MannyGozzi commented 2 years ago

@MannyGozzi you appear not to understand LR schedulers. There is no point in comparing epoch 6/6 with epoch 6/50, they should not be similar at all.

I'll run the comparison again with the same epoch count, my apologies for not knowing.

MannyGozzi commented 2 years ago

@MannyGozzi you appear not to understand LR schedulers. There is no point in comparing epoch 6/6 with epoch 6/50, they should not be similar at all.

Alright results have been recalculated using the same command, only a change to 7 epochs instead of the previous 50. The output is shown below and remains consistent with my question. Why are the metrics so comparatively low when using the custom anchor values that are output from the most optimal run? image

glenn-jocher commented 2 years ago

@MannyGozzi evolve doesn't output anchors, evolve outputs a set of hyperparameters that are evolved on your scenario. If autoanchor was used during evolution then likewise it should be used during training.
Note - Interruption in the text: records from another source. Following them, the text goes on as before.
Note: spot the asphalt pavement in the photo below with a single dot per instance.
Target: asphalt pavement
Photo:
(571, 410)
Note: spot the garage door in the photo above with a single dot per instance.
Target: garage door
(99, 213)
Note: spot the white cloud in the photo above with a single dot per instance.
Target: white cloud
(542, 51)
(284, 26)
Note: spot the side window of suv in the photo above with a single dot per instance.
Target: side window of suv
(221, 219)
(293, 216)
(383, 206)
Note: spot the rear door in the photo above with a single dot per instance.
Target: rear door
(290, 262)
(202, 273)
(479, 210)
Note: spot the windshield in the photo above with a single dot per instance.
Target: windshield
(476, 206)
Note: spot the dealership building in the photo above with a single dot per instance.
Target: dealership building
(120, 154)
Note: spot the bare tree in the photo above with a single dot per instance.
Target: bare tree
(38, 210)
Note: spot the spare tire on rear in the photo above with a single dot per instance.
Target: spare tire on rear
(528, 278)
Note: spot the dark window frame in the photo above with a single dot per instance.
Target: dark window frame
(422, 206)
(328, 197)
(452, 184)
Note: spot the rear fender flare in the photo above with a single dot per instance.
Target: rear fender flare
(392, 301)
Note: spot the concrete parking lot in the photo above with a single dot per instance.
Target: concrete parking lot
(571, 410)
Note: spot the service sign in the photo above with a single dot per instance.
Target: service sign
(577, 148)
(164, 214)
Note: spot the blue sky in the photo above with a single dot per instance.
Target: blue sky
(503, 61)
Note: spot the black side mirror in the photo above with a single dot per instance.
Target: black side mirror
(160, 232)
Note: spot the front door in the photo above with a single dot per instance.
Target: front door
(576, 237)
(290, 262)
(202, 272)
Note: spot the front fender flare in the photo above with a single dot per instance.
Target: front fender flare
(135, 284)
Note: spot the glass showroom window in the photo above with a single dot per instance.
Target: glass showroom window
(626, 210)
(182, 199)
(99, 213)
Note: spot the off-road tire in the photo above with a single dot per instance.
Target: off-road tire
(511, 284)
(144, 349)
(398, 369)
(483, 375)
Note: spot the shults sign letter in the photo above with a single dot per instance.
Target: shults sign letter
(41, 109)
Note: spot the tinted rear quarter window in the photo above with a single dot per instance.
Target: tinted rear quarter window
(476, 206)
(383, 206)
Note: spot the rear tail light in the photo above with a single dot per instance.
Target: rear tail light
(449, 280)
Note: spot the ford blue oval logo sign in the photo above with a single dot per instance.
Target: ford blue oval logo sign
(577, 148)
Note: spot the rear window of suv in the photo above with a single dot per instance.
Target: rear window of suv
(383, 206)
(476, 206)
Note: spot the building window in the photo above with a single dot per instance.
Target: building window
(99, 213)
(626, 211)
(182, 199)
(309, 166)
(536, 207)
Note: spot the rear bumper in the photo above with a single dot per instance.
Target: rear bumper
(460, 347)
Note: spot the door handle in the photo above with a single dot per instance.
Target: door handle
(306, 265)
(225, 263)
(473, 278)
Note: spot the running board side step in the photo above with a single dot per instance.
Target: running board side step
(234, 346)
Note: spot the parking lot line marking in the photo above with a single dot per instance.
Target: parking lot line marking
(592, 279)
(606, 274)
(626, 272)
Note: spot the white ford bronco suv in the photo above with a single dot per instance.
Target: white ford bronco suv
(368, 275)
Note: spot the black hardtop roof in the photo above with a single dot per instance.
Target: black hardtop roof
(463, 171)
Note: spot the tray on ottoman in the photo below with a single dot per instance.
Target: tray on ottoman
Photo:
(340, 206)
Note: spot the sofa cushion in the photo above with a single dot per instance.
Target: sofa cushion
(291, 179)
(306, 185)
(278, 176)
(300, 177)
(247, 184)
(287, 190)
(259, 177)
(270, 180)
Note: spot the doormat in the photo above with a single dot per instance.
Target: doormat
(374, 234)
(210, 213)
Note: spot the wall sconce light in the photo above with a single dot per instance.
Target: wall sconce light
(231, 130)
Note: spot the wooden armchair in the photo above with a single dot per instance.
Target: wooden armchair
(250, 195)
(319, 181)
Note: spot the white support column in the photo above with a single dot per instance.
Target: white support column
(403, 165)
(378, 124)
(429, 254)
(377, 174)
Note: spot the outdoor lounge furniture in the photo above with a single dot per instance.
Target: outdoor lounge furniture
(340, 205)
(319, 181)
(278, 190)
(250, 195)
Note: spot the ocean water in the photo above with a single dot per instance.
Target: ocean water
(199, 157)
MannyGozzi commented 2 years ago

I was hoping to have the same anchor values across runs. I altered the autoanchor.py file to see if the weights are being brought in from the model.yaml file and it seems they aren't. See the attached image.

image

glenn-jocher commented 2 years ago

@MannyGozzi as AutoAnchor says if you want to use these for a future run then just put them in your model.yaml file and then point to it during training, i.e. --cfg model.yaml

MannyGozzi commented 2 years ago

@MannyGozzi as AutoAnchor says if you want to use these for a future run then just put them in your model.yaml file and then point to it during training, i.e. --cfg model.yaml

These are the anchors in the model file that I'm pointing to: image

glenn-jocher commented 2 years ago

@MannyGozzi if you're using default hyps everything should be fine, i.e. https://github.com/ultralytics/yolov5/blob/b367860196a2590a5f44c9b18401dedfc0543077/data/hyps/hyp.scratch-low.yaml#L20

MannyGozzi commented 2 years ago

@MannyGozzi if you're using default hyps everything should be fine, i.e.

https://github.com/ultralytics/yolov5/blob/b367860196a2590a5f44c9b18401dedfc0543077/data/hyps/hyp.scratch-low.yaml#L20

I understand but the fact that it doesn't seem to use the anchors in the model cfg file is concerning. Is that a bug?

glenn-jocher commented 2 years ago

There is no bug. Everything works correctly. If I change yolov5s.yaml first anchor to 1,1 and point to it the updated anchors are displayed in the console and used for training:

Screen Shot 2022-07-25 at 11 11 31 PM